As an exercise for yourself, see if you can implement filter and reduce.

Deleting nodes

You've seen that deleting nodes can be tricky. We can make the code much more readable by defining some helper functions.

  private func reconnectParentToNode(node: BinarySearchTree?) {
    if let parent = parent {
      if isLeftChild {
        parent.left = node
      } else {
        parent.right = node
      }
    }
    node?.parent = parent
  }

Making changes to the tree involves changing a bunch of parent and left and right pointers. This function helps with that. It takes the parent of the current node -- that is self -- and connects it to another node. Usually that other node will be one of the children of self.

We also need a function that returns the leftmost descendent of a node:

  public func minimum() -> BinarySearchTree {
    var node = self
    while case let next? = node.left {
      node = next
    }
    return node
  }

To see how this works, take the following tree:

For example, if we look at node 10, its leftmost descendent is 7. We get there by following all the left pointers until there are no more left children to look at. The leftmost descendent of the root node 6 is 1. Therefore, 1 is the minimum value in the entire tree.

We won't need it for deleting, but for completeness' sake, here is the opposite of minimum():

  public func maximum() -> BinarySearchTree {
    var node = self
    while case let next? = node.right {
      node = next
    }
    return node
  }

It returns the rightmost descendent of the node. We find it by following right pointers until we get to the end. In the above example, the rightmost descendent of node 2 is 5. The maximum value in the entire tree is 11, because that is the rightmost descendent of the root node 6.
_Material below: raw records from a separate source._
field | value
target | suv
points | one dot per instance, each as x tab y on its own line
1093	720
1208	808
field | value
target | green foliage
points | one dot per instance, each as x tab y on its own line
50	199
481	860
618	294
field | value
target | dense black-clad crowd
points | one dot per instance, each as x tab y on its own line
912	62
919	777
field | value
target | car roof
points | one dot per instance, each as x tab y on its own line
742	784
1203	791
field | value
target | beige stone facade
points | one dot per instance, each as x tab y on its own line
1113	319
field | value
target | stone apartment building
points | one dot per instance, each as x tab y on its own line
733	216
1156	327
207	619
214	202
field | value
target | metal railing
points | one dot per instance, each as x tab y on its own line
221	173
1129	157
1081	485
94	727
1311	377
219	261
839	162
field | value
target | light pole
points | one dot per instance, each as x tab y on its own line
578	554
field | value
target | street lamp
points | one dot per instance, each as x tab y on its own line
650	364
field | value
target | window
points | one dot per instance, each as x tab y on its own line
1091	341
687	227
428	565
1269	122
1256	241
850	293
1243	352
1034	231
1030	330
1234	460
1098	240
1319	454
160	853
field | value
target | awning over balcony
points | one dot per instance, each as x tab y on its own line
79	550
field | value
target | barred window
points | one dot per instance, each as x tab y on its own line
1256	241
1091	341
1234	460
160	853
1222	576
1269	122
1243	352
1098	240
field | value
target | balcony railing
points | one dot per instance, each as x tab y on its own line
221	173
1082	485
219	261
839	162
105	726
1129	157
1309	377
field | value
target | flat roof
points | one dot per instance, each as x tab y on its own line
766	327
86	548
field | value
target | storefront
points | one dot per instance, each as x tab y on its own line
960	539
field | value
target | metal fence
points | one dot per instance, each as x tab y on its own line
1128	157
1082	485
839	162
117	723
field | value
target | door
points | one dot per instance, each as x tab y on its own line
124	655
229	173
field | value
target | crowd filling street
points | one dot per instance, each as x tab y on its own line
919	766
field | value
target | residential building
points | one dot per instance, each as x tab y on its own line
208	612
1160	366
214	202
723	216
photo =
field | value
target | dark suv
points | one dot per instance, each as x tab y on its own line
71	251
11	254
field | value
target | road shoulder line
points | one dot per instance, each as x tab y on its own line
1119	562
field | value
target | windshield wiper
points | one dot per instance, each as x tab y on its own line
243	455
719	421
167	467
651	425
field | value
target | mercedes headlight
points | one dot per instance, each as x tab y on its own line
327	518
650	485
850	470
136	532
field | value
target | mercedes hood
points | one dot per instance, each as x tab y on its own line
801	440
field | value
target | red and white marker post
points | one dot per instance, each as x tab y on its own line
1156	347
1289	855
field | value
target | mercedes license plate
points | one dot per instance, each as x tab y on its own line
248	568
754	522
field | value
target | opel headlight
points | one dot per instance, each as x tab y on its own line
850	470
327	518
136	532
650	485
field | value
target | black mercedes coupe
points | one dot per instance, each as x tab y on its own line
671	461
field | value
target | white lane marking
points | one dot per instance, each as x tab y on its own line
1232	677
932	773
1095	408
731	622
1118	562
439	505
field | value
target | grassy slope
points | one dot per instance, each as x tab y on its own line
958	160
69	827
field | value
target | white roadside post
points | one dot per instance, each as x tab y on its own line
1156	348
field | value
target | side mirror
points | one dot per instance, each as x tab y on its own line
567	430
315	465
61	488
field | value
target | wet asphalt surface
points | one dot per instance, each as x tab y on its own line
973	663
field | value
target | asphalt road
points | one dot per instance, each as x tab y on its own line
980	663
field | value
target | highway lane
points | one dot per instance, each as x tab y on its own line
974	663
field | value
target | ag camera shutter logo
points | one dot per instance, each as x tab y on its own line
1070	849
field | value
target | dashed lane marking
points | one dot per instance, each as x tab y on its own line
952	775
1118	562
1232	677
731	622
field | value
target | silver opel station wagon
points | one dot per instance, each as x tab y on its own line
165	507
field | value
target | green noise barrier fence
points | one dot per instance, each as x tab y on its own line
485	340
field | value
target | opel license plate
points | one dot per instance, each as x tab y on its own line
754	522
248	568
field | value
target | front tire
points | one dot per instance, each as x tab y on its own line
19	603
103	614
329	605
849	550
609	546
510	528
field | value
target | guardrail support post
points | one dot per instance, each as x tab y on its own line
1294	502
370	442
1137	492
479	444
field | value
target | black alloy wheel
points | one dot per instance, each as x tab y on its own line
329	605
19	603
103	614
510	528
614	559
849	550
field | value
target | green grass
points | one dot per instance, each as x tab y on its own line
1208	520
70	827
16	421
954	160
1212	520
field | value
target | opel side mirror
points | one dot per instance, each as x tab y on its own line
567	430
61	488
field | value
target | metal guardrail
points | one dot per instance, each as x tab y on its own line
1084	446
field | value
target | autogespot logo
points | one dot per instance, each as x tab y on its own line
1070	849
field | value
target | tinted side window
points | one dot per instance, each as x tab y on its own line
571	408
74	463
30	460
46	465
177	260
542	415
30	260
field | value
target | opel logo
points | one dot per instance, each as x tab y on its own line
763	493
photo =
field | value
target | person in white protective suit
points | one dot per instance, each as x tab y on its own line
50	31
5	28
Finally, we can write the code that removes a node from the tree:

  public func remove() -> BinarySearchTree? {
    let replacement: BinarySearchTree?

    if let left = left {
      if let right = right {
        replacement = removeNodeWithTwoChildren(left, right)  // 1
      } else {
        replacement = left           // 2
      }
    } else if let right = right {    // 3
      replacement = right
    } else {
      replacement = nil              // 4
    }

    reconnectParentToNode(replacement)

    parent = nil
    left = nil
    right = nil

    return replacement
  }

It doesn't look so scary after all. ;-) There are four situations to handle:

This node has two children.
This node only has a left child. The left child replaces the node.
This node only has a right child. The right child replaces the node.
This node has no children. We just disconnect it from its parent.
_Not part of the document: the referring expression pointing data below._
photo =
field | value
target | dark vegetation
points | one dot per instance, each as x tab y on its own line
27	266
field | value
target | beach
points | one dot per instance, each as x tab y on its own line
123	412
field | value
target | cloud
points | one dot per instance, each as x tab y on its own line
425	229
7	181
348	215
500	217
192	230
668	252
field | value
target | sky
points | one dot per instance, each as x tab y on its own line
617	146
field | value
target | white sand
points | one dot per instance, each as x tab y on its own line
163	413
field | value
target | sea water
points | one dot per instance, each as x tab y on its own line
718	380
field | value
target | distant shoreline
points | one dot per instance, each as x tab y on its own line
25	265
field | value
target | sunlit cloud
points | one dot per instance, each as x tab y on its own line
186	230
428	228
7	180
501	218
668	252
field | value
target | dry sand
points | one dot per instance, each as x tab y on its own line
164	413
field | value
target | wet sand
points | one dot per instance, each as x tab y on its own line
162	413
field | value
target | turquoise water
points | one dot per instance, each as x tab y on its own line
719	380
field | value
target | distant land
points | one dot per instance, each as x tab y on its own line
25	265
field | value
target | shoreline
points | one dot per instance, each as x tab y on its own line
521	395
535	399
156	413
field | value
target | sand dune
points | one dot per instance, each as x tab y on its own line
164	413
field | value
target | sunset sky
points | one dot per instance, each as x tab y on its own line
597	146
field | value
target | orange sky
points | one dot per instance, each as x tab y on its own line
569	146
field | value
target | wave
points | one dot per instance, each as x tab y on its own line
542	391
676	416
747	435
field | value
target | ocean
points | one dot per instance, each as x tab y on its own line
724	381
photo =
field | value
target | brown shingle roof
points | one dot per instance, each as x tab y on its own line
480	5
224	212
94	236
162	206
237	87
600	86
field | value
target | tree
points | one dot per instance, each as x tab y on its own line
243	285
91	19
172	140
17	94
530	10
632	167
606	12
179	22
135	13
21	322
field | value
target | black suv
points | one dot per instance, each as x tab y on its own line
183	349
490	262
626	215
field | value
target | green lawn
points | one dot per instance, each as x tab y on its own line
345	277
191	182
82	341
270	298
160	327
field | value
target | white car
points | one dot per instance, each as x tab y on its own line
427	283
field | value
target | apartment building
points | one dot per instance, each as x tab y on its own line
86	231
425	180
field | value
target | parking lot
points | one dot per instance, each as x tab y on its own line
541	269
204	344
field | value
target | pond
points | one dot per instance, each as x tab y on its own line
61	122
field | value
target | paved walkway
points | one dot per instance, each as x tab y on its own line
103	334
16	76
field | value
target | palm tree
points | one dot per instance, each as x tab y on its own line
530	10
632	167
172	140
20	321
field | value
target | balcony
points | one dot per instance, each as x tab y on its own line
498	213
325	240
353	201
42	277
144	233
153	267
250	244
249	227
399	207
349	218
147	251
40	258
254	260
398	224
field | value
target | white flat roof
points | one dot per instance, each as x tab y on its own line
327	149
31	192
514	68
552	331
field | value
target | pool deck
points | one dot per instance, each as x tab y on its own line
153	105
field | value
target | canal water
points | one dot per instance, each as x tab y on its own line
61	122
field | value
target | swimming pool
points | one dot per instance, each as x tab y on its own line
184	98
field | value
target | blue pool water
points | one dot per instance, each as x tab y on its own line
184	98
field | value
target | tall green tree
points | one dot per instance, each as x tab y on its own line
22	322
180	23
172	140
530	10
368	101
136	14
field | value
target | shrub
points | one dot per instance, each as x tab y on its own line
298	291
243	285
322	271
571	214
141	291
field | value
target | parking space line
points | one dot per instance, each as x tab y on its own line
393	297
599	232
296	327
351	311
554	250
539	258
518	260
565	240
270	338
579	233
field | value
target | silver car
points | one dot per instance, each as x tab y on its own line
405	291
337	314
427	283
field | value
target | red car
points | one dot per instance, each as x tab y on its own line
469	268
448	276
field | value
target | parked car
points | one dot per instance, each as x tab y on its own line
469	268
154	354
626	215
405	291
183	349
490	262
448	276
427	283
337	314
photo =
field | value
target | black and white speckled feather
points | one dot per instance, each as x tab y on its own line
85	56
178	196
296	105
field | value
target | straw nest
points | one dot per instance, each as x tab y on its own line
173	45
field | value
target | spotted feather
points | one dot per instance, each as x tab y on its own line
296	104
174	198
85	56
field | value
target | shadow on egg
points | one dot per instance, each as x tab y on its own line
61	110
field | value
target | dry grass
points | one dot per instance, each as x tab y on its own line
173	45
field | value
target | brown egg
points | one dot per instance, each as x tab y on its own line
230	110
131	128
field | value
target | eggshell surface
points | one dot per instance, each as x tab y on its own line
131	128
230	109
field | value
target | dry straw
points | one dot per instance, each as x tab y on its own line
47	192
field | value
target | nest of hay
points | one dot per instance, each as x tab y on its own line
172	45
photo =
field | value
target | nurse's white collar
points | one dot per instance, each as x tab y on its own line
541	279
First, we determine which node will replace the one we're removing and then we call reconnectParentToNode() to change the left, right, and parent pointers to make that happen. Since the current node is no longer part of the tree, we clean it up by setting its pointers to nil. Finally, we return the node that has replaced the removed one (or nil if this was a leaf node).
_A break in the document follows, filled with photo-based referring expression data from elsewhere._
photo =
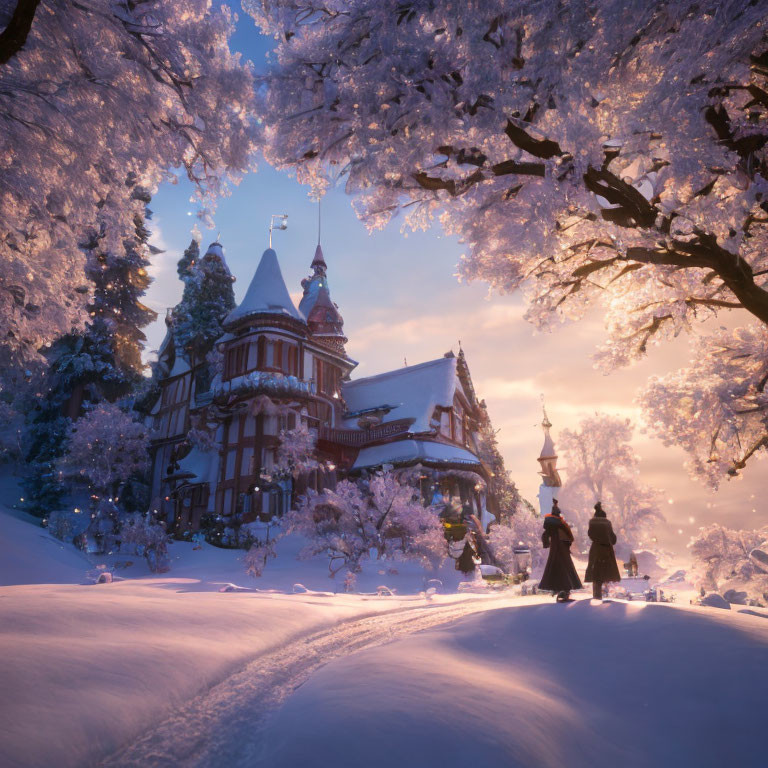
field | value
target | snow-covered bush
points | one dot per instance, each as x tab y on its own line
148	539
602	466
521	530
65	524
380	519
721	555
106	447
106	451
296	451
257	557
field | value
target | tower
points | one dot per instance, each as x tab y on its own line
550	477
324	321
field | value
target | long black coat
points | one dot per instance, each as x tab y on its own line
602	566
559	574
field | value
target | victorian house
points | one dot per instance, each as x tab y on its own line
282	365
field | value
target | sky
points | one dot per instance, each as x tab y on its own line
401	302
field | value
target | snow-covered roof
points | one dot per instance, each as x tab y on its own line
548	449
319	260
266	293
412	392
409	451
180	365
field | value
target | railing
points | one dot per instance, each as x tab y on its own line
357	438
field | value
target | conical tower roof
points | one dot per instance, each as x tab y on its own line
548	449
266	293
315	283
318	263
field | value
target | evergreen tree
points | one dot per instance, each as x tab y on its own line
81	369
188	260
117	267
100	363
207	299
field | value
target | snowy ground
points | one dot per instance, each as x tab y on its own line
636	685
169	671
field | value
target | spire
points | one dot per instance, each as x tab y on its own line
266	293
548	449
318	263
550	477
325	323
315	282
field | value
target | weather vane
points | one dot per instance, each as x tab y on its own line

The only tricky situation here is // 1 and that logic has its own helper method:

  private func removeNodeWithTwoChildren(left: BinarySearchTree, _ right: BinarySearchTree) -> BinarySearchTree {
    let successor = right.minimum()
    successor.remove()

    successor.left = left
    left.parent = successor

    if right !== successor {
      successor.right = right
      right.parent = successor
    } else {
      successor.right = nil
    }

    return successor
  }

If the node to remove has two children, it must be replaced by the smallest child that is larger than this node's value. That always happens to be the leftmost descendent of the right child, i.e. right.minimum(). We take that node out of its original position in the tree and put it into the place of the node we're removing.

Try it out:

if let node2 = tree.search(2) {
  print(tree)     // before
  node2.remove()
  print(tree)     // after
}

First you find the node that you want to remove with search() and then you call remove() on that object. Before the removal, the tree printed like this:

((1) <- 2 -> (5)) <- 6 -> ((9) <- 10)

But after remove() you get:

((1) <- 5) <- 6 -> ((9) <- 10)

As you can see, node 5 has taken the place of 2.

Note: What would happen if you deleted the root node? In that case, remove() tells you which node has become the new root. Try it out: call tree.remove() and see what happens.

Like most binary search tree operations, removing a node runs in O(h) time, where h is the height of the tree.

Depth and height

Recall that the height of a node is the distance to its lowest leaf. We can calculate that with the following function:

  public func height() -> Int {
    if isLeaf {
      return 0
    } else {
      return 1 + max(left?.height() ?? 0, right?.height() ?? 0)
    }
  }

We look at the heights of the left and right branches and take the highest one. Again, this is a recursive procedure. Since this looks at all children of this node, performance is O(n).

Note: Swift's null-coalescing operator is used as shorthand to deal with left or right pointers that are nil. You could write this with if let but this is a lot more concise.

Try it out:

tree.height()  // 2

You can also calculate the depth of a node, which is the distance to the root. Here is the code:

  public func depth() -> Int {
    var node = self
    var edges = 0
    while case let parent? = node.parent {
      node = parent
      edges += 1
    }
    return edges
  }

It steps upwards through the tree, following the parent pointers until we reach the root node (whose parent is nil). This takes O(h) time. Example:

if let node9 = tree.search(9) {
  node9.depth()   // returns 2
}

Predecessor and successor

The binary search tree is always "sorted" but that doesn't mean that consecutive numbers are actually next to each other in the tree.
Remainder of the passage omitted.